Shadhi and I hugged each other and wept. Throughout the night we kept guard over his bathed and shrouded body, which lay on a simple bed. Shirkuh’s soldiers, many of them veterans who had fought by his side while I was still a child, came in small groups and made their farewell. It was a strange sight to see these hardened soldiers, for whom the loss of a life was all part of a day’s work, weeping like children.

After midnight, we were left alone. Shadhi would remember an old episode, long before I was born, and begin to weep again. I remembered Shirkuh, his flashing eyes full of laughter as he sang to his own children and to us just as we were approaching manhood. Once when he discovered that I had been going secretly to a tavern, he called me into his room. His face was stern and I was scared. He had a terrible temper. “You have been drinking?” I shook my head. “Don’t lie, boy!” I nodded. He roared with laughter and recited the sayings of Ibn Sina, which he forced me to recite after him:

Wine is a raging enemy, a prudent friend,

A small amount is an antidote, too much a snake’s poison,

In excess it leads to no small injury,

But in a little there is much profit.

Alas, it was not a lesson he learnt himself. His death was the price he paid for over-indulgence in meat and wine. Ever since the day when I saw him die, I have been repulsed by the presence of too much meat on my table. Now do you understand why I insist on a balanced diet, Ibn Yakub? I felt the other day when we broke bread together that you really did not appreciate the meal. We shall discuss all this another time. Let us continue.
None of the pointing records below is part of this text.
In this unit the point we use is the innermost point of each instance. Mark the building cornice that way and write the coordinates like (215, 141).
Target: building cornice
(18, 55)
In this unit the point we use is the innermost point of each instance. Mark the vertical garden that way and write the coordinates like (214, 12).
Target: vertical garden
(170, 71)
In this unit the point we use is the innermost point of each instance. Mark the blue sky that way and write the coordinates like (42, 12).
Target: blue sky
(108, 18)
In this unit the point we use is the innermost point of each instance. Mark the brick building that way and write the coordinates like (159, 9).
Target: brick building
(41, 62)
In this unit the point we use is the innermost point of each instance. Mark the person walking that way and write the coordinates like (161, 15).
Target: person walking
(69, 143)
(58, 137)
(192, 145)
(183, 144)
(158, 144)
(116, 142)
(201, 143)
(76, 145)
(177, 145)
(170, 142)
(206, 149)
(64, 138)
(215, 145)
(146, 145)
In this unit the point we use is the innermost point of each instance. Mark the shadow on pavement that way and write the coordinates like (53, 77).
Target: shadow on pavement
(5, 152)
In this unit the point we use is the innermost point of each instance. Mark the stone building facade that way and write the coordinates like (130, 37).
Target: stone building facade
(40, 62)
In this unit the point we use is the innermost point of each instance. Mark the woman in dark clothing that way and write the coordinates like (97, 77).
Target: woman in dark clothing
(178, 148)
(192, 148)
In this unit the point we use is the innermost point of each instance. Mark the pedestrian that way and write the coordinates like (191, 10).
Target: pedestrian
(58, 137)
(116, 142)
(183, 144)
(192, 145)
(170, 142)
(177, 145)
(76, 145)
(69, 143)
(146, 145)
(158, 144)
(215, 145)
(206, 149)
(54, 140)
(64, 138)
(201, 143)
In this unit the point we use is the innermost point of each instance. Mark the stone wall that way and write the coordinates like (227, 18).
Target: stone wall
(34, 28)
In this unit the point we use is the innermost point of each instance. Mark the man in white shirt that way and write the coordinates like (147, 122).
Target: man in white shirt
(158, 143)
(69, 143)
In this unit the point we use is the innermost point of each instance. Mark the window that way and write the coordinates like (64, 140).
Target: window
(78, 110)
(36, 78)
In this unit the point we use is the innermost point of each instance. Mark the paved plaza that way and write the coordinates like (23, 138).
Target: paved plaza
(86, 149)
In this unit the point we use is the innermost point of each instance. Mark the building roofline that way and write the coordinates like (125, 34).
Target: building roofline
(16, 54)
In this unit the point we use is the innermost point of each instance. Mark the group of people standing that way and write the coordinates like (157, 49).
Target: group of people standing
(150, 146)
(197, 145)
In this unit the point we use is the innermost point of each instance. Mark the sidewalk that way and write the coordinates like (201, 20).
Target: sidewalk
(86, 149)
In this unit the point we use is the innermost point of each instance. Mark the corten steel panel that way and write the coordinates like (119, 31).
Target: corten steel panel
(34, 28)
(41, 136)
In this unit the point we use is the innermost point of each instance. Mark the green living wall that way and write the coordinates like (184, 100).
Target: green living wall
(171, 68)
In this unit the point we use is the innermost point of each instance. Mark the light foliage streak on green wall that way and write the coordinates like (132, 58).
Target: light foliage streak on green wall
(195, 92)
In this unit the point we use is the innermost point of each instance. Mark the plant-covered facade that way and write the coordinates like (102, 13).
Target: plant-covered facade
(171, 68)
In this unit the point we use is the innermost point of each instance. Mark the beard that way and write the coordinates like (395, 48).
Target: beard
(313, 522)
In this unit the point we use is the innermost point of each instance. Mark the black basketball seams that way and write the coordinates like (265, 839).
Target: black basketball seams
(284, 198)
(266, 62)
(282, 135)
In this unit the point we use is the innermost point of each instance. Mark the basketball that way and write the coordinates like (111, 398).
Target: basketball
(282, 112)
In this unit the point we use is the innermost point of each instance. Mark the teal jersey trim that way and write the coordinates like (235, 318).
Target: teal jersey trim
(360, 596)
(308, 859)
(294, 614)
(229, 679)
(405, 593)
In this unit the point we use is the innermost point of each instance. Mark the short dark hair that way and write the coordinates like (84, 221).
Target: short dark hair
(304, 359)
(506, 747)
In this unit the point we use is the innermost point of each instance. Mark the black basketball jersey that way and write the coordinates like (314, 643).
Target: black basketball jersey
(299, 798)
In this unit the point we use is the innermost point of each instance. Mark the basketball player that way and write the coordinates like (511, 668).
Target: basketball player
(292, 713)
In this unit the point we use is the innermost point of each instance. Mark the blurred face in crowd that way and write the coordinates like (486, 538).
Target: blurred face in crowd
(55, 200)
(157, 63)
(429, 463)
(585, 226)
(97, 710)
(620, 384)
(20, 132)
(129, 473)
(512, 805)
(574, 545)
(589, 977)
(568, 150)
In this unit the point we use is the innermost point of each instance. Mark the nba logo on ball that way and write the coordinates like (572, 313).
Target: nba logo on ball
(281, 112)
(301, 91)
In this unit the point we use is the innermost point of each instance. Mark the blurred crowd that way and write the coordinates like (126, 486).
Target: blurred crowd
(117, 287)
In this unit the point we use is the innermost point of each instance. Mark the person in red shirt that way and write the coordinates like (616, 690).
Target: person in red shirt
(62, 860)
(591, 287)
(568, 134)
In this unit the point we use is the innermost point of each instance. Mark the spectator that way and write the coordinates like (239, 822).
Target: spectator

The next day, after Shirkuh’s burial, the emirs of Damascus remained aloof from me. They were huddled in little groups whispering to each other. I did not appreciate the cause of their disaffection till much later that evening.

The advisers of the Caliph of the Fatimids saw me as young, inexperienced, and weak—someone who could be easily manipulated by the court. I was invited to the palace and given the title of al-Malik al-Nasir—victorious king. How they must have laughed amongst themselves, thinking that in me they had found a pliant instrument. I was conscious of the honour, but felt lost without Shirkuh. I felt like a re-channelled river, momentarily disoriented as I observed the new landscape.

I needed to talk to Shirkuh or, failing him, my own father, who was in Damascus with Nur al-Din. As I thought about our great Sultan, I wondered what he would make of my elevation. His proud emirs, men of noble lineage, were clearly upset that a lowly Kurd from the mountains, who, in their eyes, could not speak the divine language properly, was now Vizir of Misr. I determined to send a message to Nur al-Din reaffirming that he, and not the Caliph of the Fatimids, was my commander. The last person in the world I wanted to be sharply pitted against was Nur al-Din.

The vizir’s white turban, embroidered with gold, was placed on this head, a sword decorated with jewels was placed in my hand, and a beautiful mare with a saddle and bridle encrusted with pearls and gold was given to me. I then marched at the head of a ceremonial procession with much music and chanting. We came, eventually, to this palace and to this room—here, where we are seated. It is a good place to be, and it is a good time to end our labours for the day, Ibn Yakub.

I’m glad you insisted that we finish this particular story, but I can see that your fingers are stiff. Your wife will need to rub ointments on your hands tonight, and my loyal al-Fadil must be very angry with me. I have never kept him waiting so long.